Numerous studies have suggested that nano-TiO2 can be translocated to the brain via the placental barrier and blood brain barrier, leading to brain damage and cognitive impairment in both mice and rat offspring. The mechanism of nano-TiO2-induced neurotoxicity is still unclear, as is its role in the inhibition of hippocampal development. In this experiment, nano-TiO2 was employed to investigate whether the inhibition of the hippocampal development of mice offspring involved the alterations in the Rho signaling pathway following consecutive gavage of female mice between 7-21 days postpartum.
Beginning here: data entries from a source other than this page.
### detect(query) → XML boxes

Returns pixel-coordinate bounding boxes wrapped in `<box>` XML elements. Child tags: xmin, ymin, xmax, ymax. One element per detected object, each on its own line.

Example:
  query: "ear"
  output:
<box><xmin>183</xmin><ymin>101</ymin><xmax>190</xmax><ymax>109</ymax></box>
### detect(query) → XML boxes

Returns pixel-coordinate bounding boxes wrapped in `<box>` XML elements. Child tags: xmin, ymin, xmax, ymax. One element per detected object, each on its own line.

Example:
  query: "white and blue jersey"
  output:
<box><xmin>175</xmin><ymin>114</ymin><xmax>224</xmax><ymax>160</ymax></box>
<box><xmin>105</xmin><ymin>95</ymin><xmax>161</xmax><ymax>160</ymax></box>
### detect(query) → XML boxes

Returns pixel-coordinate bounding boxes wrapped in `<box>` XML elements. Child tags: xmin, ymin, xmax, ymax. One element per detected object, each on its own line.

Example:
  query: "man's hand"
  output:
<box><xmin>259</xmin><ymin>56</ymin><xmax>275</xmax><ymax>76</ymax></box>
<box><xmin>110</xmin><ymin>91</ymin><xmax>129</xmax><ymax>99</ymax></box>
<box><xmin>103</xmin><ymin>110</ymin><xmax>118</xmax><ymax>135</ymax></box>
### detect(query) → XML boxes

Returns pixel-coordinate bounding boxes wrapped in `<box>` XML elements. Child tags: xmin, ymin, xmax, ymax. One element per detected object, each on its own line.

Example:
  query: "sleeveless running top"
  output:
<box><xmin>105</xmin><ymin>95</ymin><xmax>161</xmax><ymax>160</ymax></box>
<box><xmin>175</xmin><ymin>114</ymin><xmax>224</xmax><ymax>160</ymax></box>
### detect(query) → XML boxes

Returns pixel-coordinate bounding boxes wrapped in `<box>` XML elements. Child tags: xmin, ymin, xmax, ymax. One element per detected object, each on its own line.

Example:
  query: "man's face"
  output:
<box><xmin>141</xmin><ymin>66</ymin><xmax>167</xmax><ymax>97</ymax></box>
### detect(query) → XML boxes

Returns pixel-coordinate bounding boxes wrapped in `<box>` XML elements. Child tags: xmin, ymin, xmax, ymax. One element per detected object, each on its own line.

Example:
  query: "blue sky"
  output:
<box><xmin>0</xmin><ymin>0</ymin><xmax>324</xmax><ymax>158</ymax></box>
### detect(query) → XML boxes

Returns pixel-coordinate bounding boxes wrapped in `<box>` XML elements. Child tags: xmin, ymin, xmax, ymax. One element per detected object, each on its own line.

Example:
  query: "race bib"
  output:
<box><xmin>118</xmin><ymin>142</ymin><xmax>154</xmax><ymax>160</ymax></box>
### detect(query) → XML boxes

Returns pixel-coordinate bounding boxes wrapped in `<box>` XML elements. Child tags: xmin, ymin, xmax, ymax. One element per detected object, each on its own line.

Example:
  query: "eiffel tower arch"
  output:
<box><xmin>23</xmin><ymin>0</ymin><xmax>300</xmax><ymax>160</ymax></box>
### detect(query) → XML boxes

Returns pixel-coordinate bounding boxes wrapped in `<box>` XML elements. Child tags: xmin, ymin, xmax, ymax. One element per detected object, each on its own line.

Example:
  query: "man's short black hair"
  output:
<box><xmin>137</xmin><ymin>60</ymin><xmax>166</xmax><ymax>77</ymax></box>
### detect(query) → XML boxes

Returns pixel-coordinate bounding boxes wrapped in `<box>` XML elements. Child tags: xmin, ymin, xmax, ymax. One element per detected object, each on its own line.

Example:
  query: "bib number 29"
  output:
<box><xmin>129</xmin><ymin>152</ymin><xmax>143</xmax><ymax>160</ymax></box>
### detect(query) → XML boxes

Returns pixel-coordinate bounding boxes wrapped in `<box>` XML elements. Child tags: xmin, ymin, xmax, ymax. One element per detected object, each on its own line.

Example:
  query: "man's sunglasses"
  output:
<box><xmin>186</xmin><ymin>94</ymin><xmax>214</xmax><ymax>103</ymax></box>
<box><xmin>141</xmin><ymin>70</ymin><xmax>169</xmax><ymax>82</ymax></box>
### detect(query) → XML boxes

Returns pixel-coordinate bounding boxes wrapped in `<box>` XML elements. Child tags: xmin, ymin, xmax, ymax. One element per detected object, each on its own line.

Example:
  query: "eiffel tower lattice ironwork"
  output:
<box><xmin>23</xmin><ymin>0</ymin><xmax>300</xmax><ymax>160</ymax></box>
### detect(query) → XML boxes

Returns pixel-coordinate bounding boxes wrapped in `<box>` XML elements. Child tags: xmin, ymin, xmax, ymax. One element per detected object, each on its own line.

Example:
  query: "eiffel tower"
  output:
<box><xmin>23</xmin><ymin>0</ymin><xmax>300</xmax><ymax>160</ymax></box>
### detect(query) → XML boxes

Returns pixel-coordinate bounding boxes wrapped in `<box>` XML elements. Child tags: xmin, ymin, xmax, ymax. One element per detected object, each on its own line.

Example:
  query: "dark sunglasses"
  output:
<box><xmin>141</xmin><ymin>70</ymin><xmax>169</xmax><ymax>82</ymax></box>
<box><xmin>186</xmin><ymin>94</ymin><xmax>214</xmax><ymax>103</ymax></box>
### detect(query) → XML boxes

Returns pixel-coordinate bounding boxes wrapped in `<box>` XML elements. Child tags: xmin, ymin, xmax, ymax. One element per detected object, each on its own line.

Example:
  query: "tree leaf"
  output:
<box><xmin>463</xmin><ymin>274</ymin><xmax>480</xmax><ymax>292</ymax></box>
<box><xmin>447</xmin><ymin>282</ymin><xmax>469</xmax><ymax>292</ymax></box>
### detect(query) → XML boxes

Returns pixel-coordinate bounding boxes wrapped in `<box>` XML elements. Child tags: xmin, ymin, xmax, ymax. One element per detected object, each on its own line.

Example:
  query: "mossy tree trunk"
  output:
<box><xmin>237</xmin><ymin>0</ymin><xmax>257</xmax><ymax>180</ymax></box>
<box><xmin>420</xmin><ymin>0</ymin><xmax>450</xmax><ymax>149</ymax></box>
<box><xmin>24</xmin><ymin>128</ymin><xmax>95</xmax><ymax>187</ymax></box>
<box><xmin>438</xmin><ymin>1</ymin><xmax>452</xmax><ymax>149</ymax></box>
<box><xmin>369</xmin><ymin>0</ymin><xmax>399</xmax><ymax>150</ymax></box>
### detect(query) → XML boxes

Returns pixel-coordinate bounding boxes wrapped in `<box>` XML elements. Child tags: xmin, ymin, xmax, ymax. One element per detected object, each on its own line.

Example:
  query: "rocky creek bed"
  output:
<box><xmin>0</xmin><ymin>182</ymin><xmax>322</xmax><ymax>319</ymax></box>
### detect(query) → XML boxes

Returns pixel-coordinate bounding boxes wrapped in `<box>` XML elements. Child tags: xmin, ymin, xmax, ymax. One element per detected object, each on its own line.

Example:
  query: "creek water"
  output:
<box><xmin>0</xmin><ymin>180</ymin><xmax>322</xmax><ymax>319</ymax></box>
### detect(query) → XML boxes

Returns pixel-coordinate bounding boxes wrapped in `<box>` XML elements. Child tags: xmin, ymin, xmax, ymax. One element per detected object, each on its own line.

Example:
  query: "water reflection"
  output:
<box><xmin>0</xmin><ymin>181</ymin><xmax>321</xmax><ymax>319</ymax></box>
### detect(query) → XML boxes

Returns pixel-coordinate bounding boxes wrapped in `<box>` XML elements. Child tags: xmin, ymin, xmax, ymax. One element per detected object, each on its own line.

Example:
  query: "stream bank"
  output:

The results showed that nano-TiO2 particles were concentrated in the hippocampus of offspring, resulting in reduced hippocampal indices and in inhibited axonal and dendritic growth. Furthermore, nano-TiO2 downregulated expression of N-methyl-D-aspartate receptor (NR) 1, NR2A, NR2B, RhoGTPase, Ras-related C1 botulinum toxin substrate (Rac1), cell division cycle42 (Cdc42), phosphorylated cAMP response element binding protein (p-CREB), p21-activated kinase (PAK) 3, and PAK1, LIMK (LIM kinase) 1, p-LIMK1, activated Cdc42 kinase (ACK), and myotonic dystrophic kinase-associated Cdc42-binding kinase (MRCK) and increased expression of RhoA, Rho kinase (ROCK) 1 and cyclin dependent kinase (Cdk) 5 in offspring. In addition, nano-TiO2 disrupted the balance of RhoA/Rac1, RhoA/Cdc42, and Rac1/Cdc42 ratios in the hippocampus of mice offspring. Taken together, these data imply that maternal exposure to nano-TiO2-inhibited development of hippocampal axons and dendrites of offspring may be correlated with the dysfunction of the Rho pathway and that N-methyl-D-aspartate receptors (NMDAR) may also mediate nano-TiO2-Rho pathway interactions.